5 If Plaintiff contends that his claims were tolled for any reason, he may present his contention in an objection to this Report and Recommendation. Under the provisions of 28 U.S.C. § 636(b)(1)(C) and Rule 72(b), parties aggrieved by this recommendation have fourteen (14) days from service of this Report and Recommendation to file specific, written objections with the Clerk of Court.

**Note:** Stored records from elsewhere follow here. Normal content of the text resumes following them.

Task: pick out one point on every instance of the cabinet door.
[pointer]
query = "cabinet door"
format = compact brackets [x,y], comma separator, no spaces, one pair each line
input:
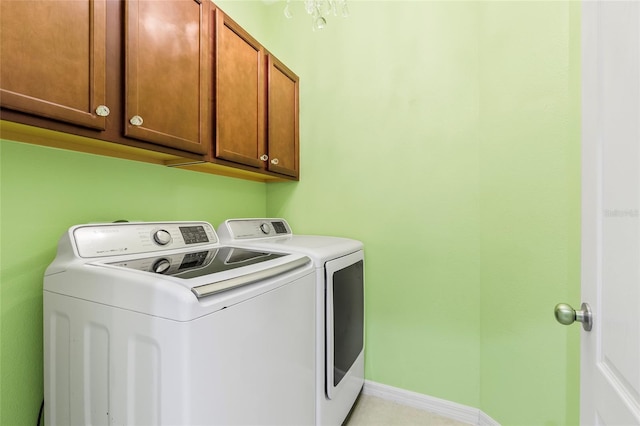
[283,130]
[53,59]
[168,73]
[239,89]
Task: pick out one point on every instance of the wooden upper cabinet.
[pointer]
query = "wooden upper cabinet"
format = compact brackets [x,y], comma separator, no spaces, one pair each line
[53,56]
[283,113]
[239,94]
[167,79]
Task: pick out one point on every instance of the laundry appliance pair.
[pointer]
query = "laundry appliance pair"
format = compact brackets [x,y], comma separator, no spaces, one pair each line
[168,323]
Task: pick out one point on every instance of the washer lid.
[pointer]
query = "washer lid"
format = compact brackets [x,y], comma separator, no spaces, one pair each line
[199,263]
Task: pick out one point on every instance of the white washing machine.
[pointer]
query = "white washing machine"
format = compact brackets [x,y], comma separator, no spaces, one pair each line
[160,324]
[339,264]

A party may respond to another party’s objections within fourteen (14) days after being served with a copy of any objections or response to the district judge at the time of filing. Failure to file written objections to the proposed factual findings and/or the proposed legal conclusions reflected in this Report and Recommendation within fourteen (14) days following the date of its service, or within the time frame authorized by Fed. R. Civ. P. 6(b), shall bar an aggrieved party from attacking either the factual findings or the legal conclusions accepted by the District Court, except upon grounds of plain error. See Douglass v. United Services Automobile Association, 79 F.3d 1415 (Sth Cir. 1996). In Chambers, Monroe, Louisiana, this 2" day of September, 2025.